Alongside the historic rise of traders entering the market is an equally historic increase of "social" trading. In addition to sites like r/WallStreetBets and Discord, many traders have turned to the financial side of Twitter, colloquially known as "FinTwit," for investment ideas.
Why It Matters: The trio noted to listeners that many of the bigger influencers on Twitter can influence the price of a stock. There is nothing illegal or wrong with simply stating that one likes a stock or sharing research. As Michaud explains, that line is crossed if the influencer is taking money to promote the stock.
“If you’re getting compensated for stocks you should be disclosing it and you shouldn’t be trading them,” Michaud said.
In his very early days of trading, Michaud gained first-hand experience dealing with the SEC regarding compliance issues. While Michaud was in college, he began helping companies improve their websites. From there, he put information about the companies on his stock ideas website as well.
“Where I went wrong was I was trading them as well,” Michaud said.
Many traders, including Michaud, have expressed their disapproval of a large Twitter account tweeting out a stock pick, and then selling that stock as soon as it shoots up — basically a Twitter-fueled pump and dump.

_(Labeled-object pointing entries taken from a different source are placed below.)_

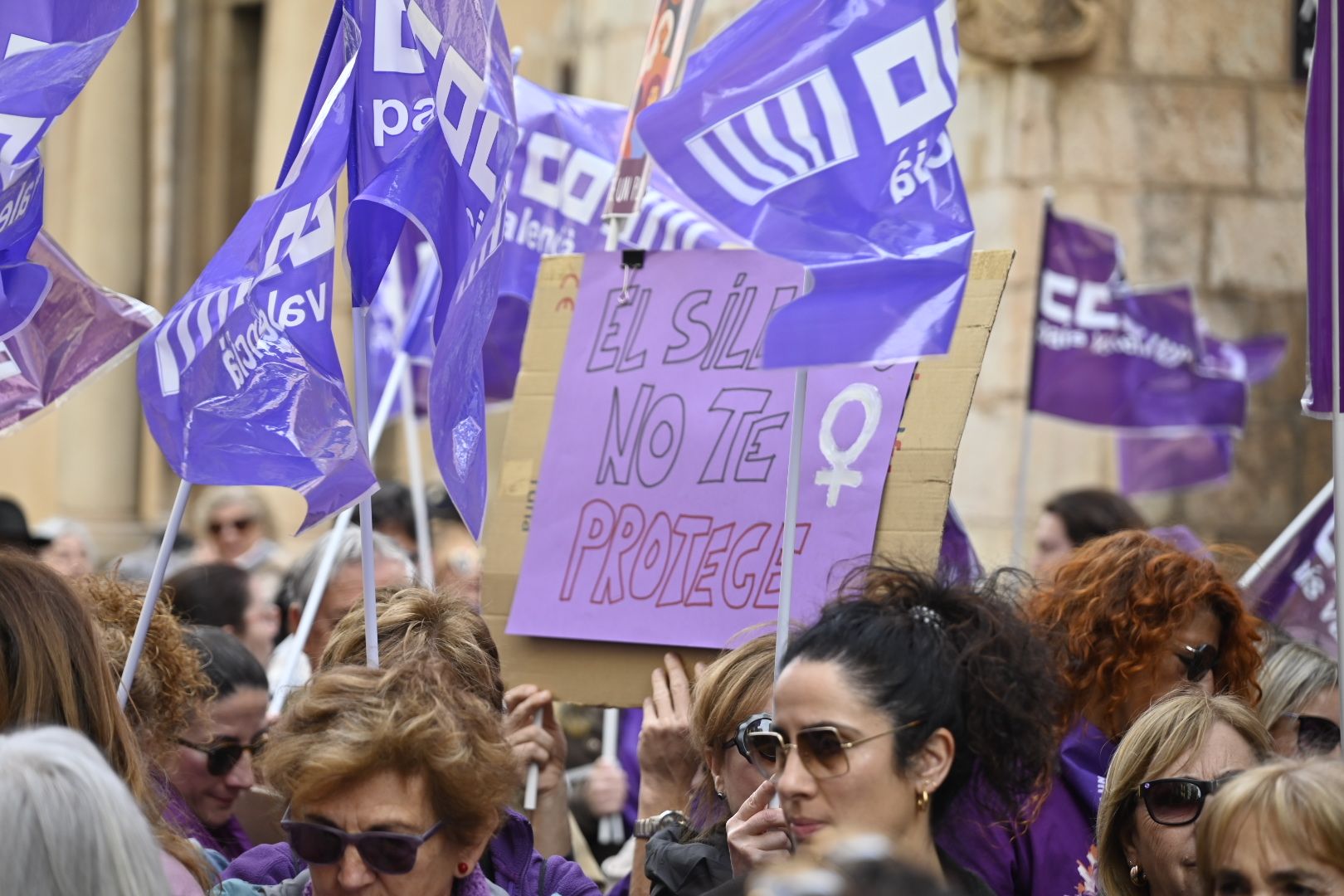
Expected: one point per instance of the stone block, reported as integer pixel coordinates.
(1259, 245)
(1192, 134)
(1174, 236)
(1097, 141)
(1280, 130)
(1234, 38)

“I think it comes down to intent. So I have mad respect for people that buy and actually hold. ... If you’re tweeting just to exit right into that, I don't think that’s the best thing to do,” Michaud said.
Diamond Hands: Michaud says it is difficult for investors to pass up easy gains. Specifically, Michaud went on to describe how impressed he was that Mr. Zack Morris, held his AMC Entertainment Holdings Inc AMC trade for so long, refusing to take early gains.

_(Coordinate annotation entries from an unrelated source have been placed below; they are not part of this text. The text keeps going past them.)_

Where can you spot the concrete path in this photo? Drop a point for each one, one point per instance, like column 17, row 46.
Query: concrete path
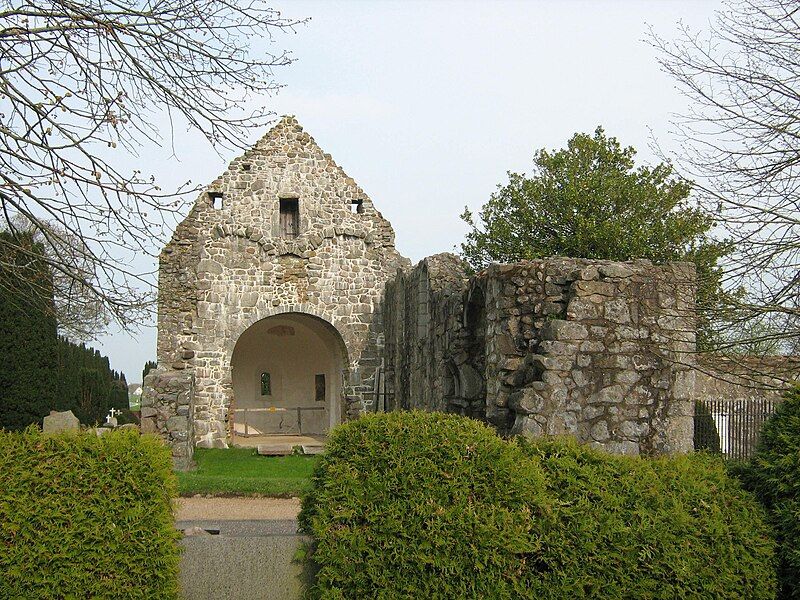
column 236, row 509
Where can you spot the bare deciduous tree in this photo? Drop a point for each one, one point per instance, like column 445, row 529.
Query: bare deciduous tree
column 740, row 143
column 80, row 78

“He crushed it, I gave him a lot of credit. It’s very hard to not take gains. In order to get where he got with AMC, he had to not take X, not take 2x, not take 5x… that’s hard to do. Heavy kudos to him,” Michaud said.
Current Market Conditions: Henne, Knight and Michaud also discussed how abnormal the current market climate is for newer investors.

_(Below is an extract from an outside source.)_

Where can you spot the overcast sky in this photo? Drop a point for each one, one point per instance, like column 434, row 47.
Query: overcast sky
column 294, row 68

“I don't think that people get how great it is that are just starting out — this is not normal,” Michaud said. “It’s not always like this.”
Michaud went on to compare the current market climate to that of the dot-com bubble of the late 90s.
“Clearly there’s some sort of a bubble. You can either complain about it or do your part to inflate it. I’m doing the second,” Dan said.
Michaud went on to explain that days and days of a stock running up could come crashing down in a much shorter time frame.
“I’m very good at waiting and waiting, and letting it roll over. You could have that two, three week run up and that’s great but that can unravel in one hour. And so that’s why I really like shorting… and it happens to be something I’m very good at.”